Almost 1 in 5 women in Japanese prisons is a senior. In the vast majoriy of those cases, the women were found guilty of shoplifting.  Image by Shiho Fukada.

Sunday, September 16, 2018 - 6:00PM
Under the Bridge at Brooklyn Bridge Park
60 Water Street
Brooklyn, NY 11201
United States

On Sunday, September 16, 2018, Pulitzer Center grantee Shiho Fukada discusses her photographs and considers what inspires her work as part of Photoville 2018's 'Inspired Live' talk.  

Fukada shares the stage with nine other Photoville artists. The session is inspired by PechaKucha presentations. Each speaker selects 15 images. Those images remain on the screen for 20 seconds each, "creating a dynamic 6-minute presentation. What inspires their work? A person, place, idea or object?," according to the session organizers.

The 2018 Photoville Pulitzer Center exhibition, "Nowhere Left but Here," features Fukada's work focused on aging in Japan. Japan’s population is aging at an unprecedented rate, and with this demographic change is coming an unexpected new problem: senior crime.

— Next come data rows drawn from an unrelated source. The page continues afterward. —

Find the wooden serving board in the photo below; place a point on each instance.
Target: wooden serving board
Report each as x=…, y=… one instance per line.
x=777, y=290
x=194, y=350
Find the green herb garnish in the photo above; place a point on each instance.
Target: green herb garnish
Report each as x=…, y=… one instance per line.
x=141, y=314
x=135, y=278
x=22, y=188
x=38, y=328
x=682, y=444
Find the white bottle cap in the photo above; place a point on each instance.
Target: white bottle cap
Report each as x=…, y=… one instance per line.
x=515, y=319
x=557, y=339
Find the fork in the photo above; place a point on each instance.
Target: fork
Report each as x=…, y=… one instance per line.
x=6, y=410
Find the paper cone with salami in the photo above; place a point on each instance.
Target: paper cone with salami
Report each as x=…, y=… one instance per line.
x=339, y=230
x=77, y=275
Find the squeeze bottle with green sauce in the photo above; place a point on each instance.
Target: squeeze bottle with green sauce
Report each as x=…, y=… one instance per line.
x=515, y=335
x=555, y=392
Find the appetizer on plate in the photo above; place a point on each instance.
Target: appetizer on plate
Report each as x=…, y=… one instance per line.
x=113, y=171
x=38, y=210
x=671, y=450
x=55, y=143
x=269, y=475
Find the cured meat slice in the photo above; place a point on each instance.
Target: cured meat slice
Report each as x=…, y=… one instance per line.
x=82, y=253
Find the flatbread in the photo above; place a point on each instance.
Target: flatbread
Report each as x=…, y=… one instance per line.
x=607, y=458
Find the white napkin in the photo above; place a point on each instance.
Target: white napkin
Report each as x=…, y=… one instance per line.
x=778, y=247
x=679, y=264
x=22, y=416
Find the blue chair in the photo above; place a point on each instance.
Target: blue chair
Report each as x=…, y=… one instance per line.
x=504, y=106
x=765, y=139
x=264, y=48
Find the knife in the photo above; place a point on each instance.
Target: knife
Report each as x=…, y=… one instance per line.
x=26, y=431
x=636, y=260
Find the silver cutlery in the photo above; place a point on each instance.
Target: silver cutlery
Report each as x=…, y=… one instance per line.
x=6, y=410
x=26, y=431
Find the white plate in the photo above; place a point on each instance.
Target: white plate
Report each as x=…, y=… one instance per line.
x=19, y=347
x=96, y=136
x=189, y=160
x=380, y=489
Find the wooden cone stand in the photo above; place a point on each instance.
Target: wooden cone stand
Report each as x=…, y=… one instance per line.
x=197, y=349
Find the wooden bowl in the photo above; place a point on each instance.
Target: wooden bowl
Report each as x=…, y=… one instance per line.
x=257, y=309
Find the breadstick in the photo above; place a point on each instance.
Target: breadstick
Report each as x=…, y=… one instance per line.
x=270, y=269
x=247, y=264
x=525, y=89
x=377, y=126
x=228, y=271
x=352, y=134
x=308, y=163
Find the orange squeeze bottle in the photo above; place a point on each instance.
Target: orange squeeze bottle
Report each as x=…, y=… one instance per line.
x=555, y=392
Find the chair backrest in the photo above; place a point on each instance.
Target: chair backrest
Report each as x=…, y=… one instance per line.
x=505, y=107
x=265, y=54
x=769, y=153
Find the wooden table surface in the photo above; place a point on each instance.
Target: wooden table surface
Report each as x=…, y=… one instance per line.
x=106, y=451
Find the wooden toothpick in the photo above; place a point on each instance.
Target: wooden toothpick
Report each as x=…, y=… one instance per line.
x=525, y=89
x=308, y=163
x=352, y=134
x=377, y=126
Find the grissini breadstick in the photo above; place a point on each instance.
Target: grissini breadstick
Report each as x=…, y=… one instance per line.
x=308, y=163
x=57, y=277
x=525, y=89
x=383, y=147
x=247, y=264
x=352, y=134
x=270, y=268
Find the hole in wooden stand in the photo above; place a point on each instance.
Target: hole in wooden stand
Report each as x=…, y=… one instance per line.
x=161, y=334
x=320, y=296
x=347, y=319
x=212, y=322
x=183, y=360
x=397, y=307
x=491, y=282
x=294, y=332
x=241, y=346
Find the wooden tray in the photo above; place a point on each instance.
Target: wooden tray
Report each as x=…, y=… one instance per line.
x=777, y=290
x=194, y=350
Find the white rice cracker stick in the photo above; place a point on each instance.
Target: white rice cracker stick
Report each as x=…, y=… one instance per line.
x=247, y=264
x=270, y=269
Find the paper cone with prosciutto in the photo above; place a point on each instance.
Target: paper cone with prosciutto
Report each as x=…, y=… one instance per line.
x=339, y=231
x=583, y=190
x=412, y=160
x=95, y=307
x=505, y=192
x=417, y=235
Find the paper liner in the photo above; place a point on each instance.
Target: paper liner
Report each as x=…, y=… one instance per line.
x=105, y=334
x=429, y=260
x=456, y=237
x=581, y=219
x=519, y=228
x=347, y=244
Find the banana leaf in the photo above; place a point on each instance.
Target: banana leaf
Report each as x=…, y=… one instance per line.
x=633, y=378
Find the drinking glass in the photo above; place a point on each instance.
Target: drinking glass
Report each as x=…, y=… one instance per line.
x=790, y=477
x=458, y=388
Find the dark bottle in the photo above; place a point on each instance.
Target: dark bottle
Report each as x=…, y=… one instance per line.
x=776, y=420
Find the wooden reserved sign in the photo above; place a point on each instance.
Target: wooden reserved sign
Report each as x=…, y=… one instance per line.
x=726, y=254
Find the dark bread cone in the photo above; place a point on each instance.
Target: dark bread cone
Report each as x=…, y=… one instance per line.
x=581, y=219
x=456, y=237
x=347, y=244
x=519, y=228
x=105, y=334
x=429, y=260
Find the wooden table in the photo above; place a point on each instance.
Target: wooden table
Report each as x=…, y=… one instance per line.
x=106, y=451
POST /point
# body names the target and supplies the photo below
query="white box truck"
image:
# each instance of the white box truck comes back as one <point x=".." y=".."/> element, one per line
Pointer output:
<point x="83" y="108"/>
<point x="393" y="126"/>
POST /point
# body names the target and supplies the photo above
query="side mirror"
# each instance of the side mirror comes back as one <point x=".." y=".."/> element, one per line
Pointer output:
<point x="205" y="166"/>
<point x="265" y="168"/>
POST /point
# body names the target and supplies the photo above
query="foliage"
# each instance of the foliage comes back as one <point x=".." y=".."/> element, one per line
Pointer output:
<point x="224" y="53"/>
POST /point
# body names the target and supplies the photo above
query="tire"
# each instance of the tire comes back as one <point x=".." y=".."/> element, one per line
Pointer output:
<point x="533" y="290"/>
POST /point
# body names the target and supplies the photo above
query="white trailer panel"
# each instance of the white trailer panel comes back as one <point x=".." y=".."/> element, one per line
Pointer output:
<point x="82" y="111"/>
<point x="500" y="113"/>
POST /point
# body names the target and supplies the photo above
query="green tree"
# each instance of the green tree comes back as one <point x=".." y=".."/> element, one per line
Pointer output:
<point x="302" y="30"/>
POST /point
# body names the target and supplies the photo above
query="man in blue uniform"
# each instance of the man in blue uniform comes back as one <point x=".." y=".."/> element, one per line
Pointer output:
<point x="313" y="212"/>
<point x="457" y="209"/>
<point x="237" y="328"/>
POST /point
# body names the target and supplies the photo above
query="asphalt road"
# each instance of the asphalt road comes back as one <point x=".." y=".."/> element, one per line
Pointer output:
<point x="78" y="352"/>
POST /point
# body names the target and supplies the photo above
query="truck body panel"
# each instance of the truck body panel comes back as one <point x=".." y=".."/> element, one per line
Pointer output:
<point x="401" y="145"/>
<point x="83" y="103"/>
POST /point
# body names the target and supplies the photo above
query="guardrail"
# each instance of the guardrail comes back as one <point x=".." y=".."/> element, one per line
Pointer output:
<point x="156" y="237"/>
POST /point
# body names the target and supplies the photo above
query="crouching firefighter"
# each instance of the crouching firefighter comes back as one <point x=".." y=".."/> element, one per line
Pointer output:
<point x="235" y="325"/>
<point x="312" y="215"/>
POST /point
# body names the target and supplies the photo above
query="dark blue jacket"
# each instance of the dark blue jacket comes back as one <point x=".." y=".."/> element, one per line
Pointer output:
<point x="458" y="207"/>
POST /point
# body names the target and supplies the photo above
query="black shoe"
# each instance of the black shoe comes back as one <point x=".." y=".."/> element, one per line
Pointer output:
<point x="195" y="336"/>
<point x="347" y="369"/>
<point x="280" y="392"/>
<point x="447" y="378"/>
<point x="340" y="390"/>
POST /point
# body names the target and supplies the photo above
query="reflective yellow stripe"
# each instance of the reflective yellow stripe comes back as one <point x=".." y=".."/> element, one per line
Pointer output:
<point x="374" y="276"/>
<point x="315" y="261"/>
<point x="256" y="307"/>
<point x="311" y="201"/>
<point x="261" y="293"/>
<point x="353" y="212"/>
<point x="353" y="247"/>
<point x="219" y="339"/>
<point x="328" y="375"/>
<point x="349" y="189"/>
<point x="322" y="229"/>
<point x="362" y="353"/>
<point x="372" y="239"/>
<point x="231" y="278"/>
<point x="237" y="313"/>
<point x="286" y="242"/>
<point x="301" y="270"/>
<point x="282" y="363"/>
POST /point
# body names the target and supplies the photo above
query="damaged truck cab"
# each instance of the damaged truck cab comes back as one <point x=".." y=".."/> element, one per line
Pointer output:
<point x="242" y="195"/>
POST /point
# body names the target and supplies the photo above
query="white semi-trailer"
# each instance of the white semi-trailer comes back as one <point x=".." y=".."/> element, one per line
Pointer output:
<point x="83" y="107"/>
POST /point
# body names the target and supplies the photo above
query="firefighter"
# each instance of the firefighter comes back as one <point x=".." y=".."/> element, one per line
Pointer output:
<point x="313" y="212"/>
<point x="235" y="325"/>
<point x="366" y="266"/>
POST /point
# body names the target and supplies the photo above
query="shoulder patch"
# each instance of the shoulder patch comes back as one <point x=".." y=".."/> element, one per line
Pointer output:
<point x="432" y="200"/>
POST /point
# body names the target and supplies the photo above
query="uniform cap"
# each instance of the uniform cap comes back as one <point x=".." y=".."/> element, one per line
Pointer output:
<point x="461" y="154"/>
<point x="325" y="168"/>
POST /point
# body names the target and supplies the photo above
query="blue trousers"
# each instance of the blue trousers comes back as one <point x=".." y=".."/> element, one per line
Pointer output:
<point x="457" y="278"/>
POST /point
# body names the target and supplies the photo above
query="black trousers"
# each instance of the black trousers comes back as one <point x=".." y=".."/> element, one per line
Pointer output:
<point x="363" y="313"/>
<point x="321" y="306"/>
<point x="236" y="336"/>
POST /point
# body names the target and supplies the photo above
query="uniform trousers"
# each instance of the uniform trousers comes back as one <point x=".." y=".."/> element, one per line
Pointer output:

One in five women in Japanese prisons is a senior. In her photographs, Shiho Fukada explores these women’s lives and the choices loneliness has driven them to make.

Fukada is an Emmy-nominated visual journalist, who has a decade of experience shooting and producing stories nationally and internationally for publications such as The New York Times, The Wall Street Journal, Bloomberg, CNN, among others. She currently pursues underreported stories both in video and photography, focusing on the disenfranchised and marginalized in Asia.

Fukada is one of several Pulitzer Center-supported photographers who are participating in Photoville 2018 in New York City.